While Apple planned to showcase a Web-based subscription TV service at the same time as it unwrapped the next upgrade to its iPhone, the TV set top box and possibly new iPads, talks with leading TV networks to license programming reportedly have bogged down, leaving the vendor lacking content for the platform, according to a Bloomberg report.
The package of a TV set top box and Internet TV subscription service is important to Apple as the vendor looks to fan out its revenue generating vehicles beyond its flagship iPhones and Macs. At this point, discussions with content providers have slowed owing to haggling over price, with the networks said to want more than Apple reportedly is willing to pay, the report said.
In particular, negotiations with CBS, Fox and NBC have been stalled for months, according to Bloomberg’s sources. Still, the networks are said to be intrigued by a new player with Apple’s heft entering the market.
Apple reportedly is targeting a $40 a month lineup of popular channels.

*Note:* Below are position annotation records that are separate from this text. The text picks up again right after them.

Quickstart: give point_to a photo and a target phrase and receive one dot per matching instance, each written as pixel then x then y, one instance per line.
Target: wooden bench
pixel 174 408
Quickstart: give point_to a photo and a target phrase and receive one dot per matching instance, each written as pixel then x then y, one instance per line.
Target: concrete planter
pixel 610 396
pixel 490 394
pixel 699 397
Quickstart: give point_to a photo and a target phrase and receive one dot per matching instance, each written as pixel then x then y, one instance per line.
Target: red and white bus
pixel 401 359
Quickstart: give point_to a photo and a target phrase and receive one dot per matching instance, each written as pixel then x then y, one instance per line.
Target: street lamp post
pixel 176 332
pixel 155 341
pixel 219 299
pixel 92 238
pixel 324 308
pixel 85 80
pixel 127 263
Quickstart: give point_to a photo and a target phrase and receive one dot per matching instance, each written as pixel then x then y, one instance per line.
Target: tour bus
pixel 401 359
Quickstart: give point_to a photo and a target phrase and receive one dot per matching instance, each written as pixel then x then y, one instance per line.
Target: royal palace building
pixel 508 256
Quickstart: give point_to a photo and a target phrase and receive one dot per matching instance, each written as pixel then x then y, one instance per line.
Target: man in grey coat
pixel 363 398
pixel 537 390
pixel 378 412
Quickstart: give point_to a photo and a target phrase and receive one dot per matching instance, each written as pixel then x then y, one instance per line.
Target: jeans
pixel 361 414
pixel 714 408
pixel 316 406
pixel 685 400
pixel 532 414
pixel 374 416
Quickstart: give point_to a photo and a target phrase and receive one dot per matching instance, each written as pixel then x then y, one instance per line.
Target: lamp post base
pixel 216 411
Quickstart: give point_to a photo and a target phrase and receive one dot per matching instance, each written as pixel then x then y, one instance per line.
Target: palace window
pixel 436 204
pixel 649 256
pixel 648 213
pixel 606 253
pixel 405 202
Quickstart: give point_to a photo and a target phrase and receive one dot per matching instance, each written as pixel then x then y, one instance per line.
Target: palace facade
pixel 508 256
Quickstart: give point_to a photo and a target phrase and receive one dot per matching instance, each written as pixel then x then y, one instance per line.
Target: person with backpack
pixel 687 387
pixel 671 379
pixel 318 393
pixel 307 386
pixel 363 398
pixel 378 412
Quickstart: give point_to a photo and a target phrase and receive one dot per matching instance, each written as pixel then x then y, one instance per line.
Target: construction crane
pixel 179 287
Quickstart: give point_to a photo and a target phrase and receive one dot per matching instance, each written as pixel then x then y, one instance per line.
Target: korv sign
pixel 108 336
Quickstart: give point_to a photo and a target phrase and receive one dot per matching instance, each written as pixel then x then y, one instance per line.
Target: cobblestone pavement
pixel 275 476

Earlier reports suggested that users would have to wait for the Apple TV subscription service until later this year at the earliest but more likely not until sometime in 2016. While Apple wanted to deliver the subscription TV service and set top box in September to map to the start of the new broadcast television season, it’s stymied from moving ahead without enough content licensing deals in place, reports said.
The Wall Street Journal reported in March that Apple’s Internet TV service hopes to have ABC, Fox, CBS, ESPN and FX among a slimmed down lineup of some 25 streaming and broadcast channels lined up at a user cost of $30 to $40 a month.